R. It is the most important protest that has been after July 11. It is a protest that occurs in the spaces controlled by power. It does not occur in the margins or outside the channels of the official world, or in what we call autonomy areas, but in the system structures themselves, within an organization that has representation in the State Council. He did not take people to the street, but contentious actions are not just actions where people are on the street. What is very interesting is that there were communications and university assemblies, within the university, which protested against a government measure. And that protest, discursively, is relevant. The students said they were not talking only for them, that they did not want privileges, but that they spoke for the people of Cuba. They even convened a student strike and requested the resignation of the president of the University Student Federation (FEU). That is protesting. None of these protests have satisfied its demands, but its success is not there, but that the protest itself becomes one of the possible actions in the face of disgust.
P. Demographers mark the year 2021 as the date on which the greatest exodus in recent Cuban history begins, the same year of the July 11 protest. Was it a government strategy?
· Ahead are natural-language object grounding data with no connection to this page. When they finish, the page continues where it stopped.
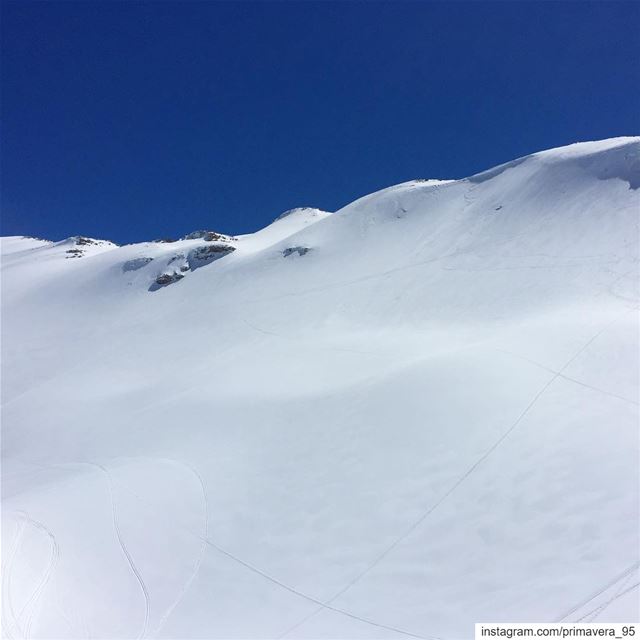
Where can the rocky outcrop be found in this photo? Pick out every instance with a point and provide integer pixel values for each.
(201, 256)
(165, 279)
(207, 236)
(299, 250)
(135, 264)
(80, 244)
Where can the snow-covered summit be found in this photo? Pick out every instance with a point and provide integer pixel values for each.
(390, 421)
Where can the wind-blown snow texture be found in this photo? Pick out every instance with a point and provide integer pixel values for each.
(395, 420)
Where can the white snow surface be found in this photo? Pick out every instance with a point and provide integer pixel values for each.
(423, 416)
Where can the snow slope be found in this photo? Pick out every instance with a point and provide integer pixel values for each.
(413, 414)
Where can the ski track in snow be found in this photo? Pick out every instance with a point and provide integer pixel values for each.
(209, 542)
(569, 378)
(30, 606)
(479, 255)
(583, 603)
(125, 550)
(6, 580)
(464, 477)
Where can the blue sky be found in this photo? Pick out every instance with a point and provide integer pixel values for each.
(137, 120)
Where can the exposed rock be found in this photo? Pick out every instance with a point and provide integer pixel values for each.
(165, 279)
(82, 241)
(135, 264)
(288, 212)
(299, 250)
(207, 236)
(201, 256)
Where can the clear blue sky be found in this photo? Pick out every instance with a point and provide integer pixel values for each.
(136, 120)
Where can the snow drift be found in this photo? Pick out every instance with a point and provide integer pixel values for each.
(395, 420)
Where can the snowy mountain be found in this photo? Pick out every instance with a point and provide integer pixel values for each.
(395, 420)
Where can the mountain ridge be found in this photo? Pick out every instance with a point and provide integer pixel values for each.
(398, 419)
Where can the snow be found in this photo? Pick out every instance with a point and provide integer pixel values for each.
(428, 419)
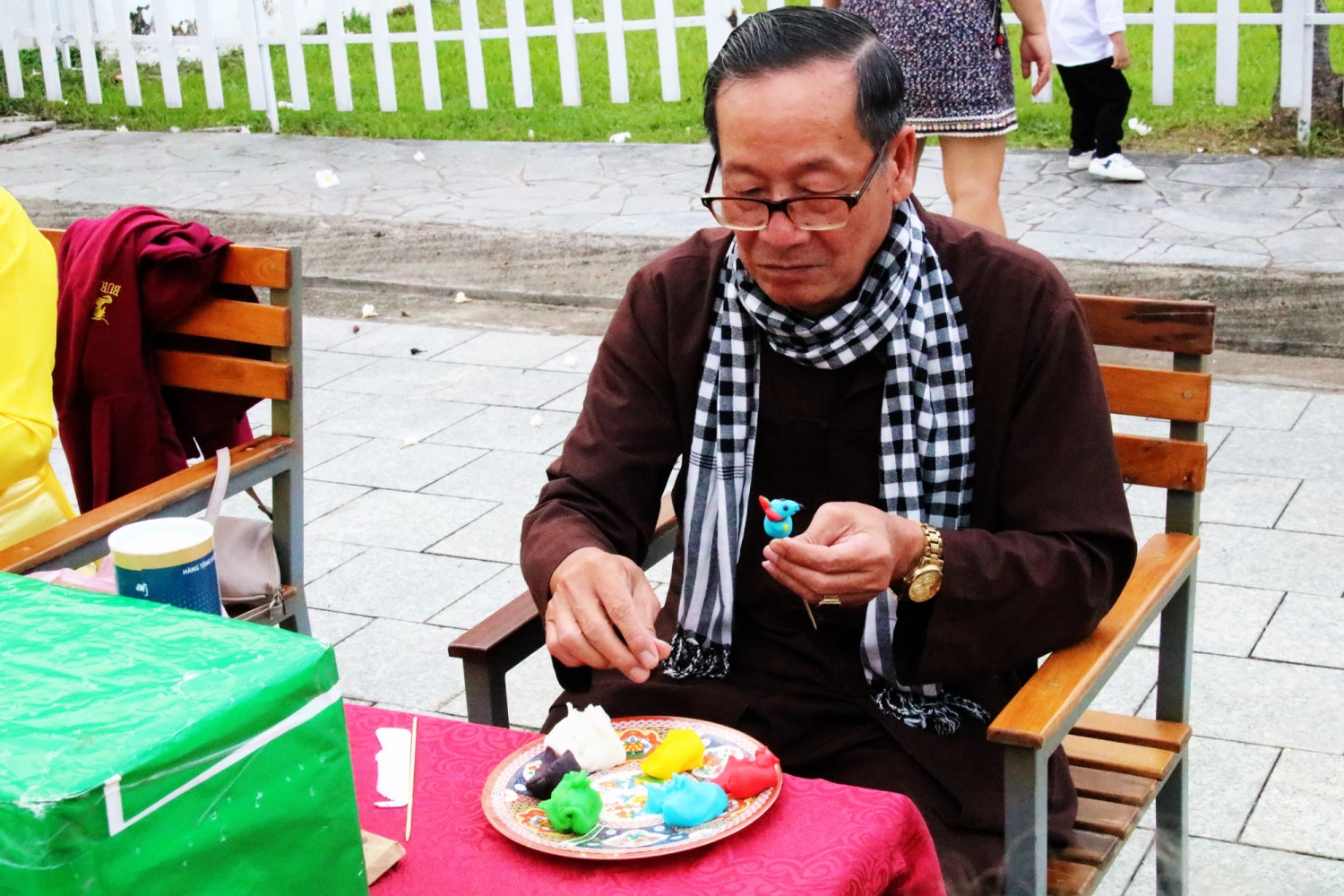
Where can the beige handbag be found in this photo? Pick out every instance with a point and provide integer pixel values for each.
(245, 555)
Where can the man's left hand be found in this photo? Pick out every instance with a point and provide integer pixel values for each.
(849, 551)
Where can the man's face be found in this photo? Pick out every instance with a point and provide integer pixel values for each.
(793, 134)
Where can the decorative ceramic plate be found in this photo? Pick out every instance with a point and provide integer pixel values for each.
(624, 829)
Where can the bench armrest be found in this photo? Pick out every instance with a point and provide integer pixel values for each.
(85, 538)
(1047, 705)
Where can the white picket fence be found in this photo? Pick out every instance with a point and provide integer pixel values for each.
(58, 24)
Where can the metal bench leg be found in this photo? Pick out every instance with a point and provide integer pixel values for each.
(288, 525)
(1024, 821)
(487, 697)
(1174, 669)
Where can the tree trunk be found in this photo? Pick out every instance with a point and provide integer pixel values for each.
(1327, 85)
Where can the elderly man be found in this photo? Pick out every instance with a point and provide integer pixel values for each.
(924, 389)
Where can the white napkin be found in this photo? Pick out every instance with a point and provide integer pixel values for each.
(394, 766)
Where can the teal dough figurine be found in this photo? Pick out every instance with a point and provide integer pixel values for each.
(779, 516)
(685, 802)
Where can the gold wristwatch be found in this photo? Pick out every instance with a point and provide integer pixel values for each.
(926, 578)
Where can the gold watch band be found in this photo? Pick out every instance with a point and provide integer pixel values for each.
(925, 579)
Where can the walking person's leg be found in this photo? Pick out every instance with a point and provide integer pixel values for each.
(1113, 96)
(1112, 93)
(1083, 109)
(970, 171)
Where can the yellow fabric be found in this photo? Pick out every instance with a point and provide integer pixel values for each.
(31, 498)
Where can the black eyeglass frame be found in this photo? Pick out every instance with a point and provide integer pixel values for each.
(782, 204)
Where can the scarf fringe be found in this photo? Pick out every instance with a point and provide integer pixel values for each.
(941, 712)
(691, 659)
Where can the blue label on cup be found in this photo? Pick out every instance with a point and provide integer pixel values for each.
(193, 584)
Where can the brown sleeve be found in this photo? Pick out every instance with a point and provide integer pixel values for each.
(607, 487)
(1054, 547)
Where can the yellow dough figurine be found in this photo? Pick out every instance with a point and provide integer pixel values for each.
(682, 750)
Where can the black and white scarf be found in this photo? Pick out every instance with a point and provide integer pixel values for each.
(908, 308)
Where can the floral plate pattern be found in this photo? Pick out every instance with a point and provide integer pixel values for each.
(624, 829)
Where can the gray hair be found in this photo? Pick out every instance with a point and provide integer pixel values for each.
(795, 37)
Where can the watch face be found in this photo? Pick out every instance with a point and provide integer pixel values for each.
(925, 586)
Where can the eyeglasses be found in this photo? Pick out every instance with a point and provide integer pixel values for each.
(806, 212)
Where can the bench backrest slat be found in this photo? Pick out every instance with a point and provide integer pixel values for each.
(1180, 395)
(238, 322)
(1168, 395)
(222, 374)
(1155, 324)
(1166, 463)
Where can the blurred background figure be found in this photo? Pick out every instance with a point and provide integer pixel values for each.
(31, 498)
(959, 85)
(1089, 42)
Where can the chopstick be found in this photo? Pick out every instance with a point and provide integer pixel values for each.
(410, 796)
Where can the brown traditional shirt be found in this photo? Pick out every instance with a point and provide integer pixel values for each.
(1047, 549)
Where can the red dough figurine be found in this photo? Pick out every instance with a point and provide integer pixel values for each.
(744, 780)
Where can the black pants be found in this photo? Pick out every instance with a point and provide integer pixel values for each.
(1099, 99)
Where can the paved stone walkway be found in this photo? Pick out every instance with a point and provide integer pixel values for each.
(421, 468)
(1238, 211)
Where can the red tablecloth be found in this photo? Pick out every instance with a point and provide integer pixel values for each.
(817, 840)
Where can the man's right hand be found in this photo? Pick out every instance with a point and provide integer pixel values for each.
(594, 595)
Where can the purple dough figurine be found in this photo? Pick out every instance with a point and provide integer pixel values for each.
(548, 774)
(685, 802)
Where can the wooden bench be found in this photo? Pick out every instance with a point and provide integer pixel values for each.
(1118, 763)
(277, 457)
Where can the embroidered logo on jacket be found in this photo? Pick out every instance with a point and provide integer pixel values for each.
(99, 306)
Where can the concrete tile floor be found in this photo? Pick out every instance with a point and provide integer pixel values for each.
(401, 565)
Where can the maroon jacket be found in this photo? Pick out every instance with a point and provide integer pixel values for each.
(123, 279)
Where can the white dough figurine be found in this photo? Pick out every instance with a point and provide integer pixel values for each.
(589, 735)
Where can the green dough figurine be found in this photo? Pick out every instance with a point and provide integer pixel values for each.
(574, 805)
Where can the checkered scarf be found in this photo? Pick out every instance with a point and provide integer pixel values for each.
(909, 309)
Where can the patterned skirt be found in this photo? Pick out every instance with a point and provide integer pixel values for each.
(959, 78)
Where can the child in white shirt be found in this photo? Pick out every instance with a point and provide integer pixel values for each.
(1088, 40)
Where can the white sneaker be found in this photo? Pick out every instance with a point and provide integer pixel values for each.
(1116, 167)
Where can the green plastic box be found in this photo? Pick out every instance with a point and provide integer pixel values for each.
(151, 750)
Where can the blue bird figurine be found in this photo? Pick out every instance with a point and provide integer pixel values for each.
(779, 516)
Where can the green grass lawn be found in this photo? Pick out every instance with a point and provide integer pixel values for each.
(1193, 121)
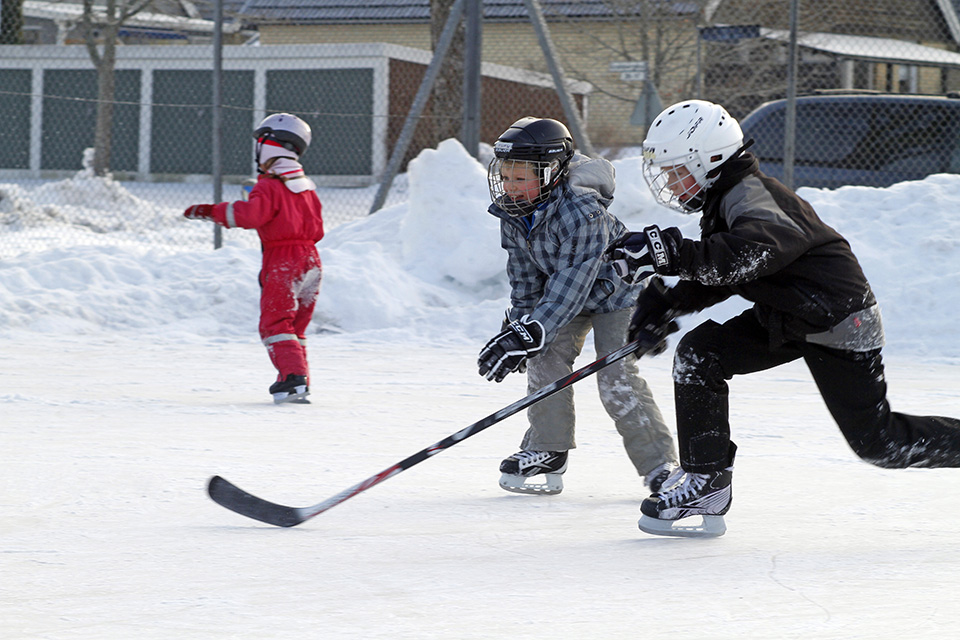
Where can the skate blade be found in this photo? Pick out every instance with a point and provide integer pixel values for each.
(711, 527)
(294, 398)
(552, 485)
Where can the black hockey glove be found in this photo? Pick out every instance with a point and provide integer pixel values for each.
(510, 348)
(199, 212)
(653, 319)
(640, 254)
(522, 367)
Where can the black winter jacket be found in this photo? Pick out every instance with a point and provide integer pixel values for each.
(761, 241)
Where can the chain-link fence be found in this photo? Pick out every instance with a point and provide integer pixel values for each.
(352, 70)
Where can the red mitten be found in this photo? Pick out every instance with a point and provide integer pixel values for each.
(199, 212)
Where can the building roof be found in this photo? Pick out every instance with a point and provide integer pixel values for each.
(868, 48)
(418, 11)
(184, 15)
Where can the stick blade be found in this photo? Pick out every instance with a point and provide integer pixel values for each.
(232, 497)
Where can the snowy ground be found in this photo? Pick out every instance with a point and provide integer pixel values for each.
(129, 377)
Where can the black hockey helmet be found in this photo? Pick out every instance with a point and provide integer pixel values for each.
(545, 145)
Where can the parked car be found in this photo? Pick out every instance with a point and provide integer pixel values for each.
(873, 139)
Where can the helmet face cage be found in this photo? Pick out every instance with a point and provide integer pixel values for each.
(675, 185)
(520, 186)
(530, 161)
(684, 150)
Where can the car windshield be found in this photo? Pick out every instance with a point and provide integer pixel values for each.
(863, 135)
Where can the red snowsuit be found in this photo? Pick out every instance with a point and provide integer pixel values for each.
(290, 225)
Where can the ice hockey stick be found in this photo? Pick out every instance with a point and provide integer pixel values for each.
(228, 495)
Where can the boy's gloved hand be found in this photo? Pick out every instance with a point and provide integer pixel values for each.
(510, 348)
(640, 254)
(653, 319)
(199, 212)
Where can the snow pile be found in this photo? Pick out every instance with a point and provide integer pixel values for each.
(431, 266)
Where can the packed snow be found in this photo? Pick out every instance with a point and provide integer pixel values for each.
(131, 374)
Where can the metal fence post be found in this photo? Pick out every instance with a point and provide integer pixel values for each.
(790, 122)
(216, 159)
(470, 134)
(569, 108)
(419, 101)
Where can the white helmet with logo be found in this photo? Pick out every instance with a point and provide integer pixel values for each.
(696, 135)
(280, 135)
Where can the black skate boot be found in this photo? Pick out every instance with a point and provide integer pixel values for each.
(707, 495)
(521, 466)
(663, 477)
(293, 389)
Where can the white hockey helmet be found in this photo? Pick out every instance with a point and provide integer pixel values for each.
(696, 135)
(279, 132)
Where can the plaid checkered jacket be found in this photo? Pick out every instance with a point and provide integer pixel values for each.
(554, 259)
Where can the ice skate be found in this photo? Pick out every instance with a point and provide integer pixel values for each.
(703, 496)
(293, 389)
(519, 469)
(663, 477)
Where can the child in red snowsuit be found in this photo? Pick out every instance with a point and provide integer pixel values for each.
(284, 209)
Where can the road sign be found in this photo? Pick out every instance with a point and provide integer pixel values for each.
(633, 76)
(632, 66)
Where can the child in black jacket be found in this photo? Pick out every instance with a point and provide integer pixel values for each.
(761, 241)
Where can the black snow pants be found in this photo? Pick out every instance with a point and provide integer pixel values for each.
(851, 383)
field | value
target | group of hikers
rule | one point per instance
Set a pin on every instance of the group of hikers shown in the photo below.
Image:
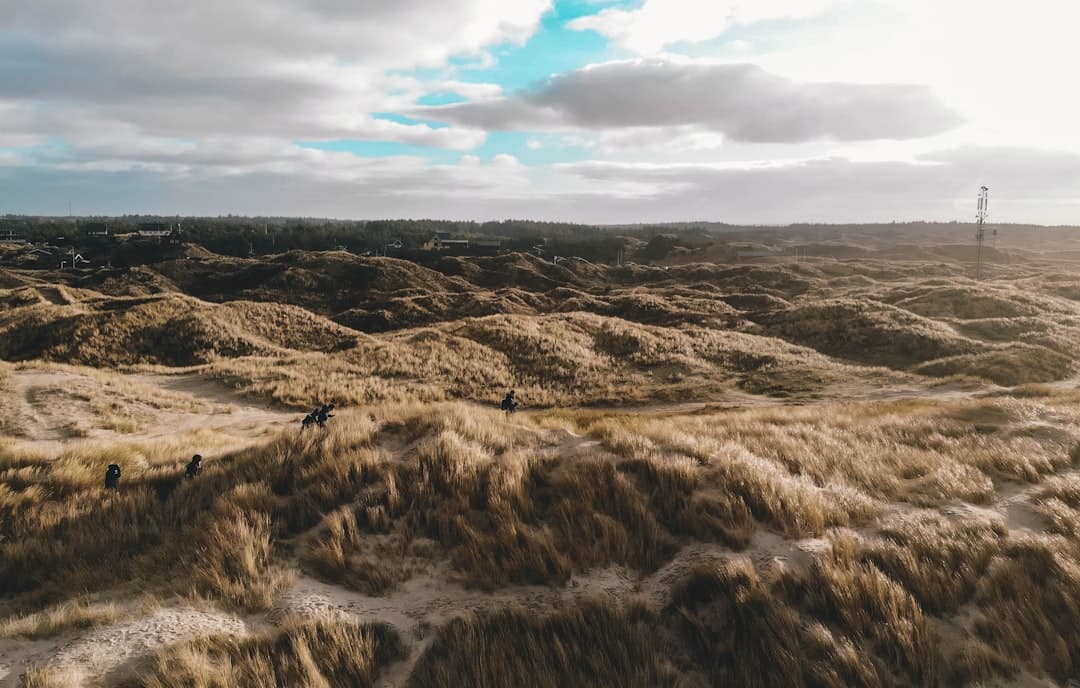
(112, 472)
(316, 417)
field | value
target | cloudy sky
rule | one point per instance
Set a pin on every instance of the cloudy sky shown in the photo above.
(588, 110)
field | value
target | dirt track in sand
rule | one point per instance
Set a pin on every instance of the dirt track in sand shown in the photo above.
(113, 652)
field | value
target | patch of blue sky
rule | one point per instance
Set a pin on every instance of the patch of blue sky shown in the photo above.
(554, 49)
(401, 119)
(441, 97)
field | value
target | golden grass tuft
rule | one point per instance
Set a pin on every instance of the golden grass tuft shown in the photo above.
(320, 651)
(593, 645)
(50, 677)
(73, 614)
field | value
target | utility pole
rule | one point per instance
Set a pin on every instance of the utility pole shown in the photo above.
(984, 206)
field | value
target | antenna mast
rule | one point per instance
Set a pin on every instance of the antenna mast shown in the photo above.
(984, 206)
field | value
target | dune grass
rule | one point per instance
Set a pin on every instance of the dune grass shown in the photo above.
(50, 677)
(319, 651)
(592, 646)
(73, 614)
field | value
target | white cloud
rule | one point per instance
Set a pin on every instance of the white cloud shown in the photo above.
(658, 24)
(742, 102)
(1026, 186)
(138, 73)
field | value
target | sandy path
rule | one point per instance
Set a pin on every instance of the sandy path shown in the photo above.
(105, 650)
(111, 652)
(227, 410)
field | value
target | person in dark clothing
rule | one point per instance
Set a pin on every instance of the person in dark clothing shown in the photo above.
(193, 467)
(509, 403)
(323, 414)
(112, 476)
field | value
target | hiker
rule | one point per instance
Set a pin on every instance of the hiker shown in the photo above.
(509, 403)
(323, 415)
(112, 476)
(193, 467)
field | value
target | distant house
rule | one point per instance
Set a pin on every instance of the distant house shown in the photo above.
(10, 232)
(154, 230)
(442, 242)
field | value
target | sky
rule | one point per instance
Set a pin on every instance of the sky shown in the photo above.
(610, 111)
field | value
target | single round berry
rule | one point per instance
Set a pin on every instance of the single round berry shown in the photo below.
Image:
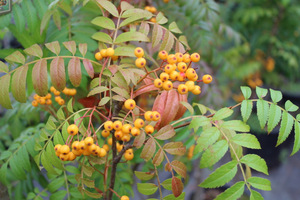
(196, 90)
(75, 145)
(72, 129)
(156, 115)
(149, 116)
(140, 62)
(105, 133)
(89, 141)
(108, 125)
(139, 52)
(182, 89)
(163, 55)
(64, 149)
(186, 58)
(98, 56)
(126, 128)
(103, 53)
(195, 57)
(167, 85)
(139, 123)
(179, 57)
(110, 52)
(172, 59)
(34, 103)
(190, 85)
(117, 125)
(149, 129)
(130, 104)
(164, 76)
(135, 131)
(182, 67)
(207, 79)
(158, 83)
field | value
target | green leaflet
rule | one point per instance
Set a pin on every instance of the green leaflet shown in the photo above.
(255, 162)
(221, 176)
(274, 117)
(208, 137)
(232, 193)
(262, 112)
(213, 154)
(246, 109)
(246, 140)
(285, 127)
(260, 183)
(147, 188)
(297, 138)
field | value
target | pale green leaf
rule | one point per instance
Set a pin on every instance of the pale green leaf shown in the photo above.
(255, 162)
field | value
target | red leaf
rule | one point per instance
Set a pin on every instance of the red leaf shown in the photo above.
(177, 186)
(40, 77)
(89, 67)
(74, 70)
(58, 73)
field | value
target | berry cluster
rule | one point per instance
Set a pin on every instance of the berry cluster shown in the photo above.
(105, 53)
(46, 100)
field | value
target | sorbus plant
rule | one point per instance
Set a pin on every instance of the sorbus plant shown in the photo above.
(91, 151)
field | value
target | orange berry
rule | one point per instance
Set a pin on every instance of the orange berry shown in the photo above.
(135, 131)
(156, 115)
(103, 53)
(139, 52)
(186, 58)
(105, 133)
(196, 90)
(195, 57)
(126, 128)
(182, 89)
(139, 123)
(140, 62)
(130, 104)
(158, 83)
(190, 85)
(110, 52)
(167, 85)
(149, 129)
(179, 57)
(163, 55)
(108, 125)
(98, 56)
(164, 76)
(72, 129)
(34, 103)
(182, 67)
(207, 78)
(172, 59)
(149, 116)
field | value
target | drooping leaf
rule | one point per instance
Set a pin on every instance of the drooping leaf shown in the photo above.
(40, 77)
(104, 22)
(18, 85)
(259, 183)
(246, 140)
(285, 127)
(222, 114)
(232, 193)
(213, 154)
(246, 109)
(110, 7)
(149, 149)
(74, 71)
(58, 73)
(221, 176)
(255, 162)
R. In the Cuban imaginary leaving has always been a constant. And the government, before a crisis of legitimacy or a visible fracture of consensus, always seeks way to open migration. That happened in 1965, when Camarioca’s exodus; In 1980, when Mariel, and in 1994, with the crisis of the Balseros. Two months after July 11, the Cuban government signed an agreement with Nicaragua of visas exemption, and opened that door. It was a strategy. The interesting thing is that, despite being the greatest exodus, although the protests of intellectuals have lowered (some of whom have left), popular protests have increased. There is no leadership, people are summoned alone.
P. Will we have to wait almost 30 years for the Cuban to massively return to all the streets of the country?
R. Spontaneous protests such as July 11 are very difficult to predict. The government learned and exercises selective and preventive repression. There is greater police surveillance, there is repression, there are exemplary judgments. But I think people are less afraid now than before July 11, because they have less and less to lose. Cuban society is not the same, it is a society that has changed in many ways, especially in the way it relates to its rulers, who sees as public servants, people who have a responsibility, and people demand them.